I want to create a homepage and, for now, I think Github's pages features will serve my needs. However, I might want to switch to a more full-blown CMS/blog engine later on.
Is it possible to serve a permanent redirect (HTTP 301) from Github pages in case I decide to move my homepage someplace else while preserving all the old URIs?
Best I can deduce is that Github has not yet added this. See Tekkub response from April 2010 re: adding it to the feature request list. Another message from another user in January suggests a META tag as a workaround (probably not a good solution).
For the security of their users, GitHub Pages does not support customer server configuration files such as .htaccess or .conf. However, using the Jekyll Redirect From plugin, you can automatically redirect visitors to the updated URL.
More info can be found here: https://help.github.com/articles/redirects-on-github-pages/
Mass redirect layout technique
Individual page redirects are covered at: https://stackoverflow.com/a/36846720/895245 Actual 301s seem impossible.
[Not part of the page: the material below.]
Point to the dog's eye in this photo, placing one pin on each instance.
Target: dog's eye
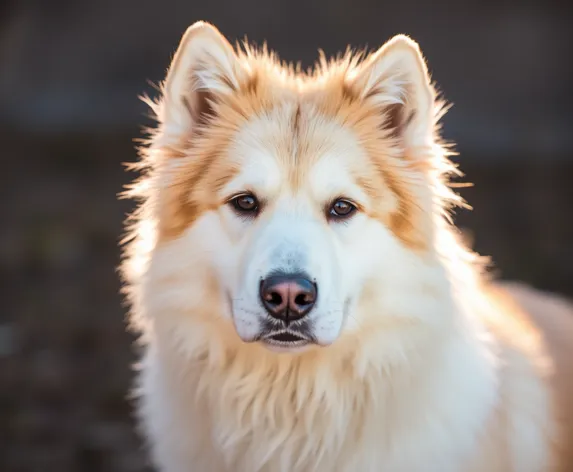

If you want to mass redirect:
http://you.github.io/some/path
to:
http://new_domain.com/some/path
do as follows.
Before you move away
_layouts/default.html
: the default layout
_config
uses the default layout:
defaults:
-
scope:
path: ''
values:
layout: 'default'
After you move away
create _layouts/redirect.html
with an HTML redirect derived from Redirect from an HTML page along:
{% assign redir_to = site.new_domain | append: page.url %}
<!DOCTYPE html>
<html>
<head>
<meta charset="utf-8">
<title>Redirecting...</title>
<link rel="canonical" href="{{ redir_to }}"/>
<meta http-equiv="refresh" content="0;url={{ redir_to }}" />
</head>
<body>
<h1>Redirecting...</h1>
<a href="{{ redir_to }}">Click here if you are not redirected.<a>
<script>location='{{ redir_to }}'</script>
</body>
</html>
_config
contains:
defaults:
-
scope:
path: ''
values:
layout: 'redirect'
new_domain: 'http://new-domain.com/some/path
replace every non-default layout with a symlink to the redirect
layout. This is the only ugly part of this technique. I don't see a beautiful non-plugin solution.